In deze zaak heeft de Centrale Raad van Beroep op 31 januari 2018 uitspraak gedaan in hoger beroep tegen een beslissing van de rechtbank Rotterdam. De appellant, die studiefinanciering ontving op basis van de Wet studiefinanciering 2000, had zijn studiefinanciering herzien zien worden door de Minister van Onderwijs, Cultuur en Wetenschap. Dit gebeurde op basis van bevindingen van twee controleurs die onderzoek deden naar de woonsituatie van de appellant. De minister concludeerde dat de appellant als thuiswonende studerende moest worden aangemerkt, wat leidde tot een terugvordering van een bedrag van € 2.232,54.
De rechtbank had het beroep van de appellant tegen het besluit van de minister ongegrond verklaard, maar de appellant ging in hoger beroep. Tijdens de zitting bij de Raad werd de herziening van de studiefinanciering uitsluitend gebaseerd op de verklaring van de appellant die hij had afgelegd tijdens de zitting van de rechtbank. De Raad oordeelde dat deze verklaring niet als een erkenning kon worden beschouwd en dat het bestreden besluit niet op een deugdelijke motivering berustte. De Raad vernietigde de aangevallen uitspraak en verklaarde het beroep van de appellant gegrond, waarbij het besluit van de minister werd herroepen.

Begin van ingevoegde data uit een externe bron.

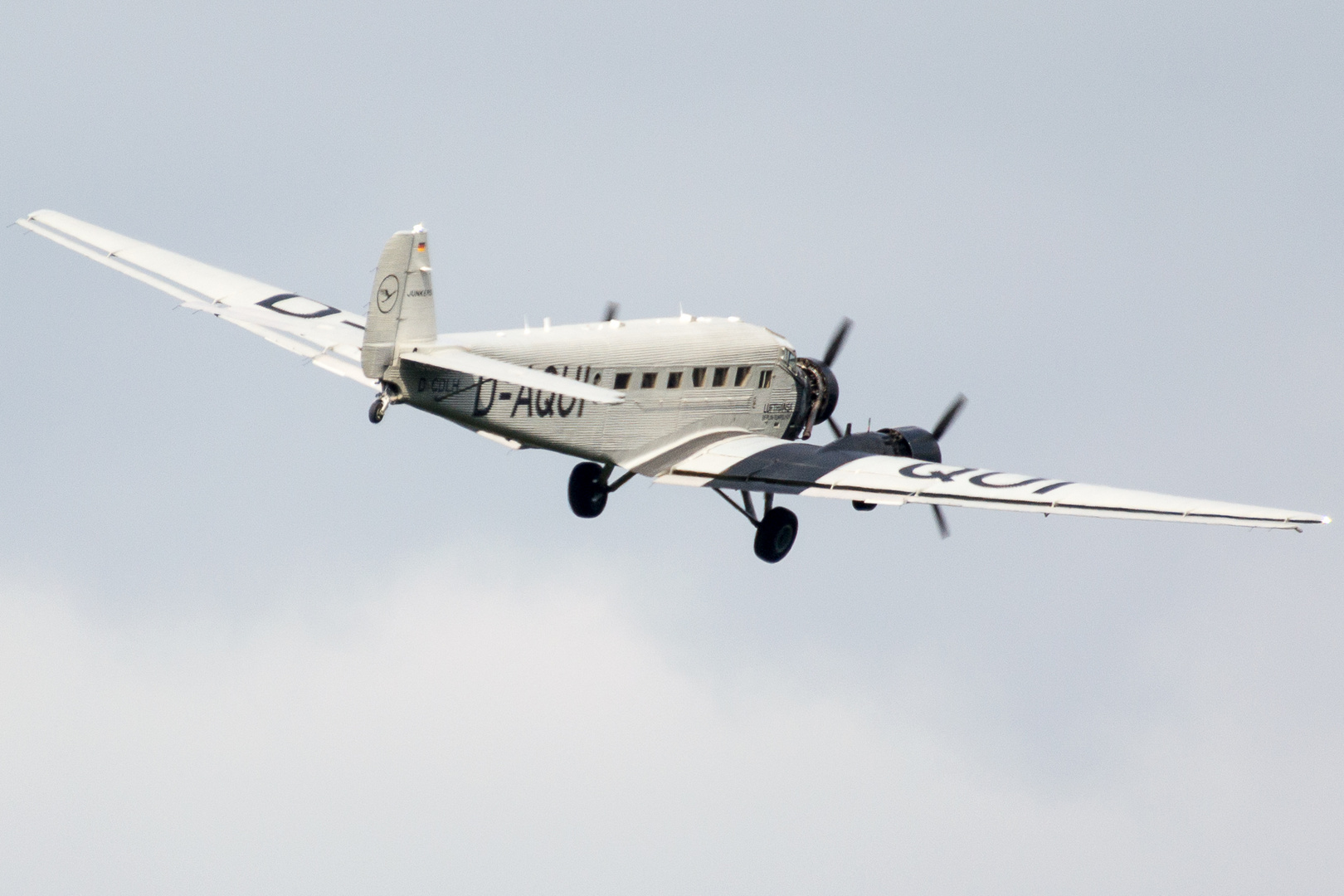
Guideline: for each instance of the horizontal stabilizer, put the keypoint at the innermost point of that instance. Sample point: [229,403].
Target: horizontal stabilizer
[464,362]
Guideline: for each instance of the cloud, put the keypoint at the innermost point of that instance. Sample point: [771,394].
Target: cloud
[444,733]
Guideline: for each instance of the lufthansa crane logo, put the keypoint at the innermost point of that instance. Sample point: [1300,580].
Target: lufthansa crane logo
[387,293]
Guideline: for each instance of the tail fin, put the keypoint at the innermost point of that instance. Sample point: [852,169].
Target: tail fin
[401,310]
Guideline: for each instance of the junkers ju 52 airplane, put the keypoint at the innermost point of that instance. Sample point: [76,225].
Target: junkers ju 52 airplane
[687,401]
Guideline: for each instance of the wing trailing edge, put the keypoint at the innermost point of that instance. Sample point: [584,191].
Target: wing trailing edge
[762,464]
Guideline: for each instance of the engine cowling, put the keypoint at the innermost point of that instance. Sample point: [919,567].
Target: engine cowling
[901,441]
[821,390]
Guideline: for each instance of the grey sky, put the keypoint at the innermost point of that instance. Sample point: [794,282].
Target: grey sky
[251,644]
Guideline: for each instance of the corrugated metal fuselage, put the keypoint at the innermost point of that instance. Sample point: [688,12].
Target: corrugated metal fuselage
[684,381]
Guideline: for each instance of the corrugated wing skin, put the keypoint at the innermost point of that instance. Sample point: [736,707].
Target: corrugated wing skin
[763,464]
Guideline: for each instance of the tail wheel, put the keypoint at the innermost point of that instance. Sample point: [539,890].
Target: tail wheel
[587,490]
[776,533]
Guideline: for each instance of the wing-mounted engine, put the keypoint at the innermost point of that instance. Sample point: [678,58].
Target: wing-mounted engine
[901,441]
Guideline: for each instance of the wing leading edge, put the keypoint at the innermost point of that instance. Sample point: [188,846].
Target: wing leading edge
[329,338]
[762,464]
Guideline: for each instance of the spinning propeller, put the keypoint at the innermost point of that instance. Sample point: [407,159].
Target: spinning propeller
[834,353]
[940,429]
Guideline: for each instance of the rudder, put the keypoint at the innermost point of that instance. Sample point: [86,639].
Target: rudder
[401,310]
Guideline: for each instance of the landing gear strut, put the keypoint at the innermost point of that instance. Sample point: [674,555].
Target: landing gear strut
[386,398]
[589,488]
[776,531]
[378,409]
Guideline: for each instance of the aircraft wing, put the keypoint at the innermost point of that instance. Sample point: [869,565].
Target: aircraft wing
[464,362]
[325,334]
[762,464]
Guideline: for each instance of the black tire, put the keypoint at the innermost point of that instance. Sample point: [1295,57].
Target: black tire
[776,533]
[587,490]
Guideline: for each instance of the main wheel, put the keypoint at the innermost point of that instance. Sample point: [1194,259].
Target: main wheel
[776,533]
[377,410]
[587,490]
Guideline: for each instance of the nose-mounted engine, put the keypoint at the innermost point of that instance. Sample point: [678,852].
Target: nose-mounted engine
[821,394]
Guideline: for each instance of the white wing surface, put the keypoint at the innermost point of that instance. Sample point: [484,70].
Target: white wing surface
[329,336]
[464,362]
[762,464]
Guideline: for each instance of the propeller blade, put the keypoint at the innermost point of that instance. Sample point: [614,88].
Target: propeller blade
[838,342]
[947,416]
[942,523]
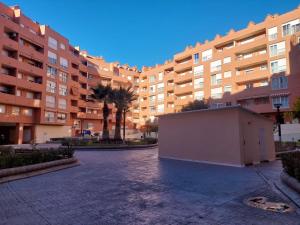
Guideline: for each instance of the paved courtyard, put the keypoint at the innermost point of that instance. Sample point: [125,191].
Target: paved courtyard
[134,187]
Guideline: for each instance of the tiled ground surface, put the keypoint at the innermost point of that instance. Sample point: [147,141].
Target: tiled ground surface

De Raad oordeelde dat de minister in de proceskosten van de appellant moest worden veroordeeld, die zijn kosten voor rechtsbijstand in beroep en hoger beroep op € 1.503,- had begroot. Tevens werd bepaald dat de minister het betaalde griffierecht van € 169,- aan de appellant moest vergoeden. Deze uitspraak benadrukt het belang van een deugdelijke motivering bij besluiten van de overheid en de rechten van burgers in het bestuursrecht.